Re: 64-bit AmigaDOS operations?
« on: February 04, 2004, 03:24:47 PM »

Well, the 4GB limit as described above applies only to the internal IDE driver of the Amiga. If you have a third-party IDE controller like the Elbox FasATA or the Buddha Flash which allows to use 64bit commands without any patch, you can create one big partition on a HDD of any size up to 2TB (2'32 * 512).

Physical block size is still 512 bytes and AFAIK both IDE and SCSI refer to 512 bytes blocks by 32 bit block numbers, so 2TB is the physical limit until someone expands the SCSI norm.

Just for correctness, the IDE driver is called scsi.device, not trackdisk.device. OS3.5+ does not change anything on trackdisk.device, it replaces scsi.device.

So, in conclusion, if you boot from the internal IDE bus, your boot partition has to be smaller than 4GB and *it has to reside below the 4GB limit*. People usually don't see that the 4GB limit applies to the entire HDD, not only to partitions.

Bye,
Thomas

Online Thomas

Re: 64-bit AmigaDOS operations?
« Reply #1 on: February 06, 2004, 02:20:49 PM »

Well, AllocVec is a library function which was introdused in version 2.0 of AmigaOS, so you probably use pragmas from OS1.3.

AllocAslRequestTags is not a library function at all but a stub program for AllocAslRequest.
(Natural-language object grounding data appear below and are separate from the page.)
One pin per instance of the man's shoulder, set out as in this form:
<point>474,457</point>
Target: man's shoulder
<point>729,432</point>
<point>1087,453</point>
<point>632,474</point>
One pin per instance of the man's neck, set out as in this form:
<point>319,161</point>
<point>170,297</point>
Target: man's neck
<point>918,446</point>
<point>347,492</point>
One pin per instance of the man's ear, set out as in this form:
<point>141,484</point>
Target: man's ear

It is contained in amiga.lib so you should make sure you add amiga.lib to your library list.

IMHO you shouldn't use 64bit operations at all. These large data types cannot be output by printf or handled in any other meaningful way. I'd rather suggest to determine how many blocks fit into one kilobyte or one megabyte and output the free space in KB or MB. So for blocks of 512 byte you divide the number of blocks by 2 to get the kilobytes. Or for blocks of 1024 bytes you don't need to calculate at all.